One benefit of using sf is that functions that accept data frames can also be applied to these spatial objects, since they are data frames. You will see many examples of this in the following modules.

It is possible to remove the geographic information from the data frame using st_drop_geometry(), as demonstrated in the next code block.

towns_just_attr <- st_drop_geometry(towns_sf)

Conversion

Since there are two separate data models available in R for vector data, which should you use? In this course, we will primarily work with sf; however, there are many packages available for analyzing spatial data in R, and not all are able to use sf data at the time of this writing. So, it is important to be familiar with sp and also know how to convert between types. We will now discuss conversion methods.

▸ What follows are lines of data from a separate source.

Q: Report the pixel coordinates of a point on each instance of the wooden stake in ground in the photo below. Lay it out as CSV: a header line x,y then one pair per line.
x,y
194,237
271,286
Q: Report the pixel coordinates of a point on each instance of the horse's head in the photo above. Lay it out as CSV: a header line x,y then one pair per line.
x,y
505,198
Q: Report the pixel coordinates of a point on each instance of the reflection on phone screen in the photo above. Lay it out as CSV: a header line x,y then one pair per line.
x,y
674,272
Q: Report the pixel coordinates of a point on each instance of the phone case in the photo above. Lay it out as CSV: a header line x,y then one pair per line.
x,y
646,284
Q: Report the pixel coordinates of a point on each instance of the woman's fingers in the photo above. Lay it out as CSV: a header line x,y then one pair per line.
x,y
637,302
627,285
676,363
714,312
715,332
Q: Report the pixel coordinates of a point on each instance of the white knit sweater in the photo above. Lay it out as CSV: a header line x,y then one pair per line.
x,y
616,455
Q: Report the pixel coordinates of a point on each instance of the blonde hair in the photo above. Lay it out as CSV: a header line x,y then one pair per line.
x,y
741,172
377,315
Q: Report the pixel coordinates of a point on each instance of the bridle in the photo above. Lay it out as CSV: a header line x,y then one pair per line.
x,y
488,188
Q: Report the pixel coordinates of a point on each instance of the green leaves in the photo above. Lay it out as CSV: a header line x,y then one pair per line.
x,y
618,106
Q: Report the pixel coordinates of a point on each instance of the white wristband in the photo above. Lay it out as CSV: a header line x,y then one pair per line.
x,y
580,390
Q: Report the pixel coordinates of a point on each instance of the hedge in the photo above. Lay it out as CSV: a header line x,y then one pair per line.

I am reading in the towns data again using sp and sf.

towns_sp <- readOGR(dsn = "spatial_data", layer = "towns")
towns_sf <- st_read("spatial_data/towns.shp")

In this example, I am converting the sf object to sp using the as() function from sp. Setting Class to “Spatial” indicates that I want the result to be an object of class Spatial. The class() function is used to confirm this.

towns_sp_from_sf <- as(towns_sf, Class="Spatial")
class(towns_sp_from_sf)
[1] "SpatialPointsDataFrame"
attr(,"package")
[1] "sp"

Using the st_as_sf() function from sf, you can convert an object of class Spatial to a data frame, as defined by sf.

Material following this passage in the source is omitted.